The US Securities and Exchange Commission has brought charges against Albert K. Hu, a hedge fund manager with ties to Silicon Valley, for falsely claiming that his funds were overseen by experienced attorneys, auditors and other professionals, and for misappropriating investor funds.

As part of its suit, the SEC is seeking an emergency court order to freeze Hu’s assets. Hu, a long-time Bay Area resident, was arrested in Hong Kong on related criminal charges filed by the US Attorney’s office in San Jose.

Since 2001, the complaint alleges, Hu claimed to manage hedge funds known as Asenqua and Fireside. The SEC says that Hu, and entities he controls, lied to investors from the beginning of his scheme.

Hu and the Asenqua hedge funds falsely claimed that several prominent international law firms served as legal counsel for the Asenqua hedge funds. In addition, the defendants identified an individual as ‘chief financial officer’ of the Asenqua hedge funds, when in fact the person had no association with the funds.

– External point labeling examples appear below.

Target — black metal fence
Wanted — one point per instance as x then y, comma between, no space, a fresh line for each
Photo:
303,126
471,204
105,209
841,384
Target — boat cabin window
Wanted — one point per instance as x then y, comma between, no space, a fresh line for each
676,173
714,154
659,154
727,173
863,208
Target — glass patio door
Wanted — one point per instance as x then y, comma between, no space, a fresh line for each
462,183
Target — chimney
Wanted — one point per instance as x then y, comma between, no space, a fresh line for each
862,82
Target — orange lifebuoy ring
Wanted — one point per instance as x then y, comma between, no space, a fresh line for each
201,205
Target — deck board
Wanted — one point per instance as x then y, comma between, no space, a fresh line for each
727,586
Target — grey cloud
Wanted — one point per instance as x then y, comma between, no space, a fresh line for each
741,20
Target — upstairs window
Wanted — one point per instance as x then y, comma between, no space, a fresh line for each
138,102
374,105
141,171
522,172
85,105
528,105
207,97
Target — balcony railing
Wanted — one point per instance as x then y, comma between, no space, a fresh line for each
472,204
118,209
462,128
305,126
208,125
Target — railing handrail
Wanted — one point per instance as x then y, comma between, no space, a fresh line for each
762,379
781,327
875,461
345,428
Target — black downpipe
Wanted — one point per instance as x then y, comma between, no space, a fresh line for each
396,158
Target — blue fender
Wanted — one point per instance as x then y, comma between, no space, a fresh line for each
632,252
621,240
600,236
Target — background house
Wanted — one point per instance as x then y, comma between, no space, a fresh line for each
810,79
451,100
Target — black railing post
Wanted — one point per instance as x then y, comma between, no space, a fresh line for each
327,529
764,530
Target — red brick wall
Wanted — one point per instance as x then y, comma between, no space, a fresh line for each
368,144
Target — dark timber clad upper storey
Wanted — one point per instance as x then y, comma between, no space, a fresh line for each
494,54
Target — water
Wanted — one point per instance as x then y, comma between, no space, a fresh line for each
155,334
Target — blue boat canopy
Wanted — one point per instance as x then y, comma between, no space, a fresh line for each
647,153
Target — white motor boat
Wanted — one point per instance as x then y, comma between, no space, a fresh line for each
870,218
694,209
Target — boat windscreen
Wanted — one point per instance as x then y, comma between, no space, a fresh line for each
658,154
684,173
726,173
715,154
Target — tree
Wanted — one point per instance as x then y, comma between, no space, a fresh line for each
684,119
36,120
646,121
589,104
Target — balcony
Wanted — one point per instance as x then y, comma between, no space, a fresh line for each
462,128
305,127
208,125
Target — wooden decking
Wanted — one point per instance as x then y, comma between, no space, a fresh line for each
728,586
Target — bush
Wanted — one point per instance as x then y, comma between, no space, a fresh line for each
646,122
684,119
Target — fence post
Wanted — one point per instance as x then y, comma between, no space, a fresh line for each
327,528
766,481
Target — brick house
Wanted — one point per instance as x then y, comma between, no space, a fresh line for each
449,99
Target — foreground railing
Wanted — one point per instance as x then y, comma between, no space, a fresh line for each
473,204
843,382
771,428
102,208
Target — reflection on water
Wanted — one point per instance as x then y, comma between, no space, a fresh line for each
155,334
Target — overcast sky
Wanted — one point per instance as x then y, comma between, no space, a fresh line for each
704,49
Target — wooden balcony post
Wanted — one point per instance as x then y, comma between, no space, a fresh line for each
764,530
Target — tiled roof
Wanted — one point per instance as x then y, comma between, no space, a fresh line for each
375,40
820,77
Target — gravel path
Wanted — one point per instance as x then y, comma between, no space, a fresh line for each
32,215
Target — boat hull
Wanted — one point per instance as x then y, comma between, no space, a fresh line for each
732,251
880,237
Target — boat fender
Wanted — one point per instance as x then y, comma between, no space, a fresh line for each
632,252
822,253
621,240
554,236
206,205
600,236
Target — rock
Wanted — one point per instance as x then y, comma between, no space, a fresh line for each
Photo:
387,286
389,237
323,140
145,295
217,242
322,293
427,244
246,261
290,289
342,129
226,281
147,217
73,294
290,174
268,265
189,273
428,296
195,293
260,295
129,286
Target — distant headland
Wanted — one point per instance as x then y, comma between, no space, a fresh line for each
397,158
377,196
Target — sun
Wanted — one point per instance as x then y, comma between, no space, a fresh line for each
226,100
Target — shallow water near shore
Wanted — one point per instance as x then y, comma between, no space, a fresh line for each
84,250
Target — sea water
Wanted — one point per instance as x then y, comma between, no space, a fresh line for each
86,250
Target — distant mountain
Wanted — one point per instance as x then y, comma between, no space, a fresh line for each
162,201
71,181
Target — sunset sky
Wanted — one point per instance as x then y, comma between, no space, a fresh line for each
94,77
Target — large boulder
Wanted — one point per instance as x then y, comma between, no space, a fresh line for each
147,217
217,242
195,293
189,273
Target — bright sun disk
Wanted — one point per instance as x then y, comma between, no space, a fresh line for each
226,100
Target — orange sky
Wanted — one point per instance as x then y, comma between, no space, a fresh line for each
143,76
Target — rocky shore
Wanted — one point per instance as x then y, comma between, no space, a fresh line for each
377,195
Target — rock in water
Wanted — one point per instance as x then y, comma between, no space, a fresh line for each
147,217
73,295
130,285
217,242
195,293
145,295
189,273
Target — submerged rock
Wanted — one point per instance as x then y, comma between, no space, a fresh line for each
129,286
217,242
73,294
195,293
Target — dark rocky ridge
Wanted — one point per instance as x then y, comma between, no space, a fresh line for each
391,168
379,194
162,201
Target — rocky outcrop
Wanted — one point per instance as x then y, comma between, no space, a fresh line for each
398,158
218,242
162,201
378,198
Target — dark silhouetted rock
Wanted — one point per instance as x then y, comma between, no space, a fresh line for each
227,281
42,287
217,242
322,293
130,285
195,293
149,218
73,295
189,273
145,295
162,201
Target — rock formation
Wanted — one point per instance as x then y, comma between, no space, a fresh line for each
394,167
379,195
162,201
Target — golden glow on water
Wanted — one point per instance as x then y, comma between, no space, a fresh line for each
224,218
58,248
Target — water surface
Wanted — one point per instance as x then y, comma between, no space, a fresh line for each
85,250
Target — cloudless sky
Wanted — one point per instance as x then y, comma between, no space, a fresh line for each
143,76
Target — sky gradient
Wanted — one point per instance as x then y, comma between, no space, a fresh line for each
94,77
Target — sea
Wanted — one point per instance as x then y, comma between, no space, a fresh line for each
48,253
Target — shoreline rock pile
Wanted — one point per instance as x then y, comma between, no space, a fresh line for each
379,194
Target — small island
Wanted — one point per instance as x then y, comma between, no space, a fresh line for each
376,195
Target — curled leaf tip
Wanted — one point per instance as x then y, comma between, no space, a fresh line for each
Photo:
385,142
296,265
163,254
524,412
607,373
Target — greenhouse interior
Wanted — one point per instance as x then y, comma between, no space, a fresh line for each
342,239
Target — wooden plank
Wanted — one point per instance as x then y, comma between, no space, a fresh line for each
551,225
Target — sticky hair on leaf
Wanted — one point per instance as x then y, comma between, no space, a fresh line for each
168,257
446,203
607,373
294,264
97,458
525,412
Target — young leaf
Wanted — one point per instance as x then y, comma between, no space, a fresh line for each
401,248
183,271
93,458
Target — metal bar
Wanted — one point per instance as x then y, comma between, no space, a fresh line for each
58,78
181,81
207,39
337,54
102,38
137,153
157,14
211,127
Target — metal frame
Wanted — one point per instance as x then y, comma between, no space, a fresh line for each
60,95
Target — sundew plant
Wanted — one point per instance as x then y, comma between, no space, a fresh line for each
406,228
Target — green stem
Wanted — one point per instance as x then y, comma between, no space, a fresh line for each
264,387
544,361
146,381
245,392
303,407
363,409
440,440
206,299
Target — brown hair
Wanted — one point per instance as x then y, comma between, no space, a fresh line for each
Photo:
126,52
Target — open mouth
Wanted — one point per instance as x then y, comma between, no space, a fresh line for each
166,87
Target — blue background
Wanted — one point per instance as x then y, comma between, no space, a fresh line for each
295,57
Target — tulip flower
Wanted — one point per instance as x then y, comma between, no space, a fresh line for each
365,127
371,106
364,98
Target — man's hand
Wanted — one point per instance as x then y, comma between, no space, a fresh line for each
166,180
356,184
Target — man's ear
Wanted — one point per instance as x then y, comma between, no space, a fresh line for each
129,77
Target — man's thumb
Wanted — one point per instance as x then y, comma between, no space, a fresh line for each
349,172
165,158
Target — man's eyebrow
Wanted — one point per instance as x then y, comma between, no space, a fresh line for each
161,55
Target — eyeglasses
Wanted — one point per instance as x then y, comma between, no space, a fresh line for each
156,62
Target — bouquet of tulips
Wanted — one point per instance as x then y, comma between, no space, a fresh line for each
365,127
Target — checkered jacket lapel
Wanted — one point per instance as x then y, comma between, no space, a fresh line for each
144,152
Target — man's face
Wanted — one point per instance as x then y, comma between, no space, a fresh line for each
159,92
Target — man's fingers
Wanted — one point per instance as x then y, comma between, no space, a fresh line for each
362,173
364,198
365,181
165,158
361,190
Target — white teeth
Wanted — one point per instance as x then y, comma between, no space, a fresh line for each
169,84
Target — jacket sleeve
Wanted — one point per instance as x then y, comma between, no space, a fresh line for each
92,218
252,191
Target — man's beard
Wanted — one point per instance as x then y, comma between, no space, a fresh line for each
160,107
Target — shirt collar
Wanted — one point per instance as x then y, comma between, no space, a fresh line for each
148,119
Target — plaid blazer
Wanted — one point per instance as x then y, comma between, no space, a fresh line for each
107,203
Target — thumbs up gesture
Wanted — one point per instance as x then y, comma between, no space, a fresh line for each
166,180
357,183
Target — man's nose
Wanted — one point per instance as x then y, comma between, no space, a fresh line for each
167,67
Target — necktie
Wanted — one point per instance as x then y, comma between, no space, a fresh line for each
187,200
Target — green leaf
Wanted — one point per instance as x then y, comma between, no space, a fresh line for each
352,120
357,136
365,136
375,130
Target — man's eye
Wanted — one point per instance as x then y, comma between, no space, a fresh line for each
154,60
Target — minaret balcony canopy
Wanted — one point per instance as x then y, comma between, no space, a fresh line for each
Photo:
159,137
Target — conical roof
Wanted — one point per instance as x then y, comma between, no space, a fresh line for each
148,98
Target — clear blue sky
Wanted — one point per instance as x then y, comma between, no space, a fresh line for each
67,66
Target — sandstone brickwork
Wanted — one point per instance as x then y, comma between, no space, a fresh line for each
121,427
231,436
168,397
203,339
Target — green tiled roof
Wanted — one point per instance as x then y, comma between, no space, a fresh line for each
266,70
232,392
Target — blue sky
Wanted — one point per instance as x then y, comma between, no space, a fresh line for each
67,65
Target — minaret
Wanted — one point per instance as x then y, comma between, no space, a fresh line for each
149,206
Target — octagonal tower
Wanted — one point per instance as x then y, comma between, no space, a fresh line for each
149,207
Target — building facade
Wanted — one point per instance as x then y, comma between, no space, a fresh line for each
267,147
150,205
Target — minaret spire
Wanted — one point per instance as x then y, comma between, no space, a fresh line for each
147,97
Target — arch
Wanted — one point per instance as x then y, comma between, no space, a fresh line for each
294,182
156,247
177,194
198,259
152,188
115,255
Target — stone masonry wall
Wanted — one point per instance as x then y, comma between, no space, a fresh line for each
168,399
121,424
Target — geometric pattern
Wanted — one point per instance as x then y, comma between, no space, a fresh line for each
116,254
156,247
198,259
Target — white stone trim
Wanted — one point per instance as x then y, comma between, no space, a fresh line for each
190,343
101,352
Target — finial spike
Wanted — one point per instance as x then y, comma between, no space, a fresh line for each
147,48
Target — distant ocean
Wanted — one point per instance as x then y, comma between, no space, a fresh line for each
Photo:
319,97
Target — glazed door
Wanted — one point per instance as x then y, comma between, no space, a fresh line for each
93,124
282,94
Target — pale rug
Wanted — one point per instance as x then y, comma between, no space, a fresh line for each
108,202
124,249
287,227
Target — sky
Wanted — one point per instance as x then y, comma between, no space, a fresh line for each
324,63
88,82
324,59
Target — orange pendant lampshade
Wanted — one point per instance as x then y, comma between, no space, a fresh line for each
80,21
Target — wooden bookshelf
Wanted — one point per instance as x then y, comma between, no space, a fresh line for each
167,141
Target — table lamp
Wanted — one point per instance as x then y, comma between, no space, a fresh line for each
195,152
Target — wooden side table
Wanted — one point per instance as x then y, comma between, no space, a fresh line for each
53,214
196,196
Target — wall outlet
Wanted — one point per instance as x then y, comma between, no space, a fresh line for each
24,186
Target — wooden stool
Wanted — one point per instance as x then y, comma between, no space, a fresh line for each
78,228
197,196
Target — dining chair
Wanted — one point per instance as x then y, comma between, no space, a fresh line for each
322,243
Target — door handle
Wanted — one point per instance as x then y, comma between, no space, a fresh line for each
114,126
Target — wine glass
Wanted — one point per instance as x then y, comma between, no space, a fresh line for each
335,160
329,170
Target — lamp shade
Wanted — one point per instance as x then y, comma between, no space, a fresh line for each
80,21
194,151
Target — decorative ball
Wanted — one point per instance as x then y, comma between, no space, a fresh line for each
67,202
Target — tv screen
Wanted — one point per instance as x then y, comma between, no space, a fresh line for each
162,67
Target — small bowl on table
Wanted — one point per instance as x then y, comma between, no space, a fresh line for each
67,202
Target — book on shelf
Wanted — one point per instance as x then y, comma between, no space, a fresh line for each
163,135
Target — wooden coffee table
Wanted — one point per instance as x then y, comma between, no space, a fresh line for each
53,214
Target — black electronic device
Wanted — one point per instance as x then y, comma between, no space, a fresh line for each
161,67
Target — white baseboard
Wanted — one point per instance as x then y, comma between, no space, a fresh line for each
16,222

Hu forged the signature of the purported chief financial officer in communications with investors, according to the complaint. Further, the defendants provided investors with supposedly independently audited financial statements for two of the funds. In reality, Hu paid for a virtual office with an address in the San Francisco financial district for the ‘independent’ audit firm.

‘By touting the supposed involvement of independent professionals in the oversight of his hedge funds, Hu deceived investors into believing that there were safeguards in place that simply did not exist,’ says Marc J. Fagel, director of the SEC’s San Francisco regional office. ‘The SEC filed an emergency action to preserve whatever investor funds may remain in accounts in the US and abroad.’

According to the SEC’s complaint, Hu raised more than USD5m from investors with connections to Silicon Valley and transferred hundreds of thousands of dollars of investor funds into foreign bank accounts without informing investors. The SEC further alleges that recently Hu has refused investors’ requests for the return of their funds.

The Commission’s complaint, filed in federal district court for the Northern District of California, charges Hu and the entities he controls, Asenqua, Asenqua Capital Management, AQC Asset Management and Fireside Capital Management, with violations of the antifraud provisions of the federal securities laws.

In addition to emergency and interim relief, the SEC seeks a final judgment permanently enjoining the defendants from future violations of the antifraud provisions of the federal securities laws and ordering them to pay financial penalties and disgorgement of ill-gotten gains.